Evidence for that abounds.
By contrast, authentic love involves a total discovery of the beloved which is no longer self-seeking and is exclusive and lifelong because "love looks to the eternal.... Corresponding to the image of a monotheistic God is monogamous marriage," Benedict writes. Marriage is "based on exclusive and definitive love."
This love has a distinct erotic aspect because that's how God created us.
Commentators said Benedict's encyclical provided a warm image to the man who was formerly the church's hardline enforcer of doctrine and morals. However, the encyclical's positive tone carries with it an implicit message of discipline, since its vision excludes divorce and remarriage, adultery, promiscuity and homosexual relationships.
America's pro-gay National Religious Leadership Roundtable quickly complained about this while dissident theologian Hans Kung lamented the plight of remarried Catholics. Others criticized the English translator's insistence on using the generic "man," a sometimes confusing choice for passages about couples.
In a second section, the encyclical addresses love as expressed by the church through its charities and other public involvements.
To the pope, loving works of charity are as essential to the church as prayer and the sacraments. Here, like predecessor John Paul, he is a vehement critic of Marxism. That declining ideology once tried to eradicate Christianity and claimed that believers' loving deeds merely diverted the poor from realizing their plight and thereby helped oppressors.
Here, Benedict offers a succinct philosophy of church and state. No friend of totalitarianism, he says the church should also be limited and leave governing to the secular state. Yet he also insists that the church has the right and duty to influence government, not for partisan political purposes but to speak for justice.

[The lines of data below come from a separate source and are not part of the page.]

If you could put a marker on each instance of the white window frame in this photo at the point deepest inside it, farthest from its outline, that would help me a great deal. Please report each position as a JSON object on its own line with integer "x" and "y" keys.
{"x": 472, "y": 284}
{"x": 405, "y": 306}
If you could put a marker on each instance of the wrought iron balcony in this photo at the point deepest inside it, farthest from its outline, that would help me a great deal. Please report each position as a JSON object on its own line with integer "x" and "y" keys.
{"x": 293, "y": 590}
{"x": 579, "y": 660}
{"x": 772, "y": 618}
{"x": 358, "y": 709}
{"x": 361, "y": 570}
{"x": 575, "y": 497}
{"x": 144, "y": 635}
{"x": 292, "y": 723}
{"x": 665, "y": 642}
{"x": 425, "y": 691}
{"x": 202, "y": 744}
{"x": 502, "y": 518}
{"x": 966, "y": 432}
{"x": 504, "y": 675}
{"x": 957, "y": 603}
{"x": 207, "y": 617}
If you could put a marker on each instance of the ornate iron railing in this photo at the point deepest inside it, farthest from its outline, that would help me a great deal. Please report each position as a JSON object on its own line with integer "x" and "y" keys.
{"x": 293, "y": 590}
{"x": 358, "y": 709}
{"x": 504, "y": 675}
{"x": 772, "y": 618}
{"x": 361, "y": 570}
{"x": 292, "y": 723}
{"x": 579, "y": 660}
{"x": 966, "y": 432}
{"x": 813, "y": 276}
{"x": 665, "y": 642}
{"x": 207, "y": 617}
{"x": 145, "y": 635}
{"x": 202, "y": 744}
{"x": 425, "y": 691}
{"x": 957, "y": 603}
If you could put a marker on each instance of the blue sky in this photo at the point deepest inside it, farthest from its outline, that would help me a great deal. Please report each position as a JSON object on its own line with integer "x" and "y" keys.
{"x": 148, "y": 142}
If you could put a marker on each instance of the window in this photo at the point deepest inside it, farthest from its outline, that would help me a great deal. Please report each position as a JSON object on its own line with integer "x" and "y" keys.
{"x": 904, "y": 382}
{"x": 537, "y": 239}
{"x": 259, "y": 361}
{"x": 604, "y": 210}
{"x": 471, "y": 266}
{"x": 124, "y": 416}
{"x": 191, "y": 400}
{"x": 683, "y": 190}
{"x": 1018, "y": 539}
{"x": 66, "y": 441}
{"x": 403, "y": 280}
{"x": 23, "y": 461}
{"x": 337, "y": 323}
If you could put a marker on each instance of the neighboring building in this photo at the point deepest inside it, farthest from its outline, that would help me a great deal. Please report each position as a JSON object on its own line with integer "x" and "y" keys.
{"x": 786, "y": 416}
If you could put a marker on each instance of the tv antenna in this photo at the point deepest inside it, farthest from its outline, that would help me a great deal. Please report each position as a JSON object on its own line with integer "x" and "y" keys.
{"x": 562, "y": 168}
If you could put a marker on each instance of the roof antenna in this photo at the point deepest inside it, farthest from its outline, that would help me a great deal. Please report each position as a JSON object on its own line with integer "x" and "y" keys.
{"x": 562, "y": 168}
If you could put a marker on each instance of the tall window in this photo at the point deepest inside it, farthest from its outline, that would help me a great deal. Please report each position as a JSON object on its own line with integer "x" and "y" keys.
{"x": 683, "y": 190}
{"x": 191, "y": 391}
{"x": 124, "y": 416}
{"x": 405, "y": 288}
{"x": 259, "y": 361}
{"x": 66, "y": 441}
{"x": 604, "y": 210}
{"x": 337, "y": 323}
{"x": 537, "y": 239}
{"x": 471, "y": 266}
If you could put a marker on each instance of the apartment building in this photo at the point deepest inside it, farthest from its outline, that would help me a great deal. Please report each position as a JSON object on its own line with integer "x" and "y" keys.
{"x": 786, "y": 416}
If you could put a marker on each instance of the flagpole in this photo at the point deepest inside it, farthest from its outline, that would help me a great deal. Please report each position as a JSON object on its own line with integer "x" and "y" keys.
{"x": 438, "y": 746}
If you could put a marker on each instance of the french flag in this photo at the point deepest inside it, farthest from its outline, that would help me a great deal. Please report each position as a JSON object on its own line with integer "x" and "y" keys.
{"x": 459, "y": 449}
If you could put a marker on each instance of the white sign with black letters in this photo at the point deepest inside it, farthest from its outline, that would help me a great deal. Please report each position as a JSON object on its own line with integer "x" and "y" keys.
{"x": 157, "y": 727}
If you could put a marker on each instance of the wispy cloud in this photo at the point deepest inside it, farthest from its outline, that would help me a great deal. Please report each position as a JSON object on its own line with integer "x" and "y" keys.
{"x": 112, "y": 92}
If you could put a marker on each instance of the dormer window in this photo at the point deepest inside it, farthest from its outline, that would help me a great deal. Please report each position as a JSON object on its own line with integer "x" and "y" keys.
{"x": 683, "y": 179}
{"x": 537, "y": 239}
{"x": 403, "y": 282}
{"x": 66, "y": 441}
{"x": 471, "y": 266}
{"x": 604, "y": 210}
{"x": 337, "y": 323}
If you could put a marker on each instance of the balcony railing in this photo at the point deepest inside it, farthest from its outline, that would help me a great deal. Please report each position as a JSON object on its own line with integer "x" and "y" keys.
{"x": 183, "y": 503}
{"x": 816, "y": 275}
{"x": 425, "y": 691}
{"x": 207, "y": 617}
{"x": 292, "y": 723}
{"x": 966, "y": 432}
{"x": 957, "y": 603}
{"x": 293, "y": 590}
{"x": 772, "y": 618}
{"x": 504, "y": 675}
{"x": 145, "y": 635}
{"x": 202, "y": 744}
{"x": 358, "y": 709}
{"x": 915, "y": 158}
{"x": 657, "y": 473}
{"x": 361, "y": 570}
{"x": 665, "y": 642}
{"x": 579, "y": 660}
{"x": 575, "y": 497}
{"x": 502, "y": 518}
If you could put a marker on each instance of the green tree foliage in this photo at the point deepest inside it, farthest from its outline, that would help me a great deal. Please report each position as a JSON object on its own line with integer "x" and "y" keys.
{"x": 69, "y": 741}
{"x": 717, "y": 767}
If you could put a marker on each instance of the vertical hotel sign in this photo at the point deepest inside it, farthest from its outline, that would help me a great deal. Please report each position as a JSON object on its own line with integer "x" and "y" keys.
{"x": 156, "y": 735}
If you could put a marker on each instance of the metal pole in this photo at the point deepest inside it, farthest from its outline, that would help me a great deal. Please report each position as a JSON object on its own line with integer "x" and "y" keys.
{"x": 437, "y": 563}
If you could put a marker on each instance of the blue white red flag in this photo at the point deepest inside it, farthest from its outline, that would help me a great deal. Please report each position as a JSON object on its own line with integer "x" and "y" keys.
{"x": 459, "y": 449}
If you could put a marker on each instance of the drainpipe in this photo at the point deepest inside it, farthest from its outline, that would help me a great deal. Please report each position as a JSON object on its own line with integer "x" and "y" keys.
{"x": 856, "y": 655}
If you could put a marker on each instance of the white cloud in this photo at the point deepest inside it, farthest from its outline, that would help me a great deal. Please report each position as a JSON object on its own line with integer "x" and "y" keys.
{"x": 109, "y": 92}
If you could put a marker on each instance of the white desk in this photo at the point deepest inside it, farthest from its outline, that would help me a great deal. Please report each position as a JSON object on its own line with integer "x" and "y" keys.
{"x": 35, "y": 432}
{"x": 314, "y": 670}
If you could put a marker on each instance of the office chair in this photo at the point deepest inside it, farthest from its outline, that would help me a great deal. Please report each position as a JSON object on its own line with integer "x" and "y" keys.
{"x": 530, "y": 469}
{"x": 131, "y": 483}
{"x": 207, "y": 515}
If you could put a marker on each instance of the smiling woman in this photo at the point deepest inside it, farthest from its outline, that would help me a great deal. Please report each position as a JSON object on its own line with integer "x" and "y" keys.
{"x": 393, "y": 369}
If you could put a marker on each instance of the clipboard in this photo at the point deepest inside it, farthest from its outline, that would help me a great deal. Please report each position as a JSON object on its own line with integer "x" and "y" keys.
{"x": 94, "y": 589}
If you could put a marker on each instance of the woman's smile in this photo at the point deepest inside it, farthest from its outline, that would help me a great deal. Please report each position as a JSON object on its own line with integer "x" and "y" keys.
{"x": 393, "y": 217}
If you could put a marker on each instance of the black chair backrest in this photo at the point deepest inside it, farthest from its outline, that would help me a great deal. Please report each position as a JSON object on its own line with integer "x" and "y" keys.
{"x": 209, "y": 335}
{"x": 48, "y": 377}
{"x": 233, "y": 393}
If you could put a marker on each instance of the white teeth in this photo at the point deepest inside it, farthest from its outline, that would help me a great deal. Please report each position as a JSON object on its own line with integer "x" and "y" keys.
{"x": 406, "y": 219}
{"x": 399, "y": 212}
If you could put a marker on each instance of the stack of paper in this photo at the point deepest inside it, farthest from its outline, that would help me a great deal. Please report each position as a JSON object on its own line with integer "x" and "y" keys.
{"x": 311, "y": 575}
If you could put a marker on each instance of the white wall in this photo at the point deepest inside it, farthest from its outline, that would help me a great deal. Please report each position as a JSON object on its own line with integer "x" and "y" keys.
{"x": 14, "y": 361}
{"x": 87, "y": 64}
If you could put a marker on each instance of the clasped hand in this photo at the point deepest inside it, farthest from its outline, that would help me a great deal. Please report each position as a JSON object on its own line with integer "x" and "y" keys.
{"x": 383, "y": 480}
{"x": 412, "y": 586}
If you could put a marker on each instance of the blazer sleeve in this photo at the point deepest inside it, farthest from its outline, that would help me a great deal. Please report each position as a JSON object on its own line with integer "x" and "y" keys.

Along the way, Benedict says that the love theme is timely "in a world where the name of God is sometimes associated with vengeance or even a duty of hatred and violence." But he discreetly avoids casting any verbal stones at radicalized versions of Islam.
(Historical note: Originally, St. Valentine's Day had nothing to do with romance but honored Christian martyrs with that name who were executed by pagan Rome.)